Изменить стиль страницы

Я так разозлилась, что от злости потеряла дар речи.

— Так что, привезти тебе твой ткацкий станок? — спросил дядя Кестрел, и я его простила.

— И еще мои катушки, и челноки, и иголки, и прялку! — сказала я. — И не забудь про пряжу!

— Да ты, никак, хочешь утопить мою лодку! — сказал дядя Кестрел. — Иногда ты разговариваешь точь в точь как твоя тетя.

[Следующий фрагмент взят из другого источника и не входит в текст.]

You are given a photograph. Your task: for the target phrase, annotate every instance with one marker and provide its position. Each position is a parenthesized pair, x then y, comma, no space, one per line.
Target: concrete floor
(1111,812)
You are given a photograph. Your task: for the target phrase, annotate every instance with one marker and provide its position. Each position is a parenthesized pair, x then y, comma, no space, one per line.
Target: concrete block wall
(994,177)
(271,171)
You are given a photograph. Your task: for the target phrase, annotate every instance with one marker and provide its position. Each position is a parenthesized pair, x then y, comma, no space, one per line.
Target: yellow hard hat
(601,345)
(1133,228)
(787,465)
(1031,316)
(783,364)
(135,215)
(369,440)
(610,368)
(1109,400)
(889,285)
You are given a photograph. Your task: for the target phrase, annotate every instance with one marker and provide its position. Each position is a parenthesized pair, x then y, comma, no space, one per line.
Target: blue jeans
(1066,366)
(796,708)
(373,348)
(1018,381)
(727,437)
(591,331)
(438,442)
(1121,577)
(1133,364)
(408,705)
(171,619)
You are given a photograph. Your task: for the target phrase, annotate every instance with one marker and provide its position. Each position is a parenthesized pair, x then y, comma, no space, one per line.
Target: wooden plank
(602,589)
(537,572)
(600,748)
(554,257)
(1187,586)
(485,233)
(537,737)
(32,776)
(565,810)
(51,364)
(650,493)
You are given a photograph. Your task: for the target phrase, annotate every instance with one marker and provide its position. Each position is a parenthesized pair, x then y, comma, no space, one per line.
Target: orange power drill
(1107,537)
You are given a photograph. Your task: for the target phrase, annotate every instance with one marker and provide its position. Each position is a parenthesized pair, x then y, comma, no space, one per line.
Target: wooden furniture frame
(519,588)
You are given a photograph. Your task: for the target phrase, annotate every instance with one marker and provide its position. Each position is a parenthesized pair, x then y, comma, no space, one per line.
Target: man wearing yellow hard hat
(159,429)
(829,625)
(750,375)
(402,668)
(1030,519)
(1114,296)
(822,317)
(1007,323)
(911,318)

Но он привез все, что я перечислила, и даже веретено, про которое я забыла. Я никогда еще не видела лодки, настолько набитой шерстью. На самом верху груды возлежал ткацкий станок. Мне пришлось разбудить Утенка, чтобы он помог мне занести все это внутрь. Утенок удивился, из-за чего я так волнуюсь, но, похоже, дядя Кестрел меня понял.

С тех пор я сижу за станком, кроме тех моментов, когда шум начинает слишком сильно раздражать Робин. Король поражается моему трудолюбию. На самом деле, я часто очень устаю, хотя тканье дается мне все легче и легче. Но я боюсь, что Робин умрет, а за работой как-то отвлекаешься от этих мыслей. Я воображала про себя, что когда накидка будет закончена, Робин выздоровеет. Но она не выздоровела. А вскоре после того, как я закончила первую накидку, мне снова приснился тот сон, в котором мама велела мне думать. И я поняла, что придется снова приниматься за работу.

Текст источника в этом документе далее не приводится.